Thursday, October 11, 2018

Sang Katak Pemecah Sunyi



Furuike ya
kawazu tobikomu
mizu no oto -Matsuo Basho


Sunyi. Adakah yang lebih sunyi daripada hati? Atau pernahkah hati itu sunyi? Kesunyian terkadang melampaui perkara-perkara biasa. Dalam sunyi, lahirlah kata-kata, lalu menjadi karya, puisi misalnya. Sebab, saat sunyi itulah bermunculan "kegaduhan" ide-ide yang seakan berlarian, berjumpalitan dengan liar, bahkan beterbangan sesuka mereka. Begitu memukau, mencuri hasrat untuk mengambilnya, meramunya, hingga menjadi karya-karya. Ya, sunyi itu gaduh. Setidaknya demikian kira-kira yang terselip dalam pemikiran sebagian orang tentangnya. Dengan sunyi, tercipta pintu-pintu pencerahan baru. Sebagaimana sebab melahirkan akibat.

Kadang, demikianlah pula bayangan yang muncul di benak saya setelah membaca haiku karya Matsuo Basho di atas. Dan saat membacanya, secara sadar seakan saya sedang berada di dekat kolam tua. Melihat seekor katak menceburkan dirinya sehingga air yang semula tenang menjadi pecah dan beriak.

Haiku memang indah meski singkat dan terikat aturan yang ketat. Sangat terkesan ada keteraturan yang nyaris mutlak keberadaannya. Mungkin hal itu dikarenakan Basho lahir di keluarga samurai. Dirinya pun pernah menjadi ksatria gagah berani yang super tertib dalam segala laku hidup itu. Tapi, saya tidak sedang membahas tata aturan dalam haiku semisal pola suku kata dalam larik-lariknya yang dikenal dengan pola 7-5-7. Sebab, pikiran saya masih terlena oleh sang katak yang memecah keheningan dalam haiku Basho tersebut. Saya pikir, ada baiknya kita baca juga terjemahan lengkapnya sebagai berikut.

Di kolam tua
Seekor katak melompat
Air pun pecah

Ada beberapa hal yang saya tangkap dari tiga baris itu. Pertama, adalah citraan atau imagery. Yakni gambaran angan yang tercipta saat membaca puisi. Apa sajakah citraan yang muncul di otak saya saat membaca haiku karya Matsuo Basho itu? Citraan penglihatan. Ya, memang benar adanya bahwa seakan-akan saya melihat sebuah kolam tua yang airnya tenang dan jernih. Di sekitarnya ada bebatuan dan rerumputan hijau yang segar. Begitu indah. Begitu memukau mata dan hati. Masih dalam citraan yang sama, tebayang seeokor katak yang sehat. Pada saat makhluk kecil tersebut melompat, lahirlah citraan gerak. Terbayang sebuah gerak lompatan melengkung ke udara hingga tubuhnya masuk ke dalam air. Kemudian airnya yang tenang itu pun pecah akibat ditimpa tubuh sang katak. Maka, muncullah pula citraan pendengaran. Suara air.

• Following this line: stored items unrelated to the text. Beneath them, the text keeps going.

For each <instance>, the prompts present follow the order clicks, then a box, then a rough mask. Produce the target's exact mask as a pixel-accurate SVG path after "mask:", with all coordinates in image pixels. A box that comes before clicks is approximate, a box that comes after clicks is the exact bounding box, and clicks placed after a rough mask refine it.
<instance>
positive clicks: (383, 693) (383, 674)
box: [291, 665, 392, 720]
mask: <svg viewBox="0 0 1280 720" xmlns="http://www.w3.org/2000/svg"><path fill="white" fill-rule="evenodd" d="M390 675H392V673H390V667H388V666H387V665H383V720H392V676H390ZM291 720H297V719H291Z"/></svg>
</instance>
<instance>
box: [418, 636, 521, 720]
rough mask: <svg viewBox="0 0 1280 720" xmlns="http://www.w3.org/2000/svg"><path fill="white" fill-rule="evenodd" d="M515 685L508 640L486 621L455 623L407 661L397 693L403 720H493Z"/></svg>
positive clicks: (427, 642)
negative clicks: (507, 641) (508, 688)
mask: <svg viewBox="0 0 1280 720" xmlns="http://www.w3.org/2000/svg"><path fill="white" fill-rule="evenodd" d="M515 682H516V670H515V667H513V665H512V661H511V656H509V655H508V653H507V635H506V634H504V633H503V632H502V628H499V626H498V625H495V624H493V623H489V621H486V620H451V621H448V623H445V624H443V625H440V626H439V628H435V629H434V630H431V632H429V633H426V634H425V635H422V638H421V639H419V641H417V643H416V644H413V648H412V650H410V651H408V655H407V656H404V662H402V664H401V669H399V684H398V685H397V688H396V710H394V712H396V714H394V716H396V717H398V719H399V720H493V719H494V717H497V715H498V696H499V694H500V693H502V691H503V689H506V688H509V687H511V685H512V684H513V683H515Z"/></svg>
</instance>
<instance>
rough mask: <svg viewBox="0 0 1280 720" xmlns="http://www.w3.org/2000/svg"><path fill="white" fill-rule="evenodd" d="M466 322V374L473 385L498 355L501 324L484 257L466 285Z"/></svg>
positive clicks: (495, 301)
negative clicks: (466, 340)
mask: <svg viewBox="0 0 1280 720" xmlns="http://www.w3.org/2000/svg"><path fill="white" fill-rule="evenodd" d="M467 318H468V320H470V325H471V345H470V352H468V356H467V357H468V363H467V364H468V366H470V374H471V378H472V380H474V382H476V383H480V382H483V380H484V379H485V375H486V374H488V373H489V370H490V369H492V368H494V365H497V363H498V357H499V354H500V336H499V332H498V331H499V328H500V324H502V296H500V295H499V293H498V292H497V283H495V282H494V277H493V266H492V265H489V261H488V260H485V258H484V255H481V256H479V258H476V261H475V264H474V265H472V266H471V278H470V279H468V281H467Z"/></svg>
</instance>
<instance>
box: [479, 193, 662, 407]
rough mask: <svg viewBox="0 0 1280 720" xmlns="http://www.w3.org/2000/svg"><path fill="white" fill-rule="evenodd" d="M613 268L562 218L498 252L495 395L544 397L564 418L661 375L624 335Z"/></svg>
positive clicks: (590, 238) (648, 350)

Kedua, menjaga alam dan isinya. Segala yang digambarkan Basho dalam haikunya berkenaan dengan kolam, katak, dan air sangatlah indah. Sebuah kehidupan yang ideal. Tidak rusak. Tidak kacau. Sangat alami dan bersahabat. Meski air pecah, hal itu tidak serta-merta menyebabkan kehancuran alam dan kerugian bagi umat manusia dan lainnya. Berbeda sekali jika hal tersebut dipertentangkan dengan pembabatan hutan secara liar atau penambangan sumber daya alam yang berlebihan. Dengan sadar tak bisa dipungkiri, sebagai manusia, kita membutuhkan alam dan makhluk-makhluk di dalamnya. Itulah sebabnya, hal paling ideal yang kita lakukan adalah, menjaga kelestarian alam beserta isinya agar hidup dan kehidupan ini menjadi seimbang dan terhindar dari bencana alam. Contoh nyatanya berupa berbuat baik kepada dunia sekitar. Yakni dengan tidak berbuat dosa seperti tidak membakar lahan tanpa aturan. Alhasil alam pun bersahabat dengan kita. Dalam perkara ini ada satu hal  yang perlu kita ingat bersama bahwa jika alam rusak, kita juga yang susah. Berusaha menyelamatkan alam beserta flora dan faunanya, berarti kita sedang menyelamatkan hidup manusia di jagat ini.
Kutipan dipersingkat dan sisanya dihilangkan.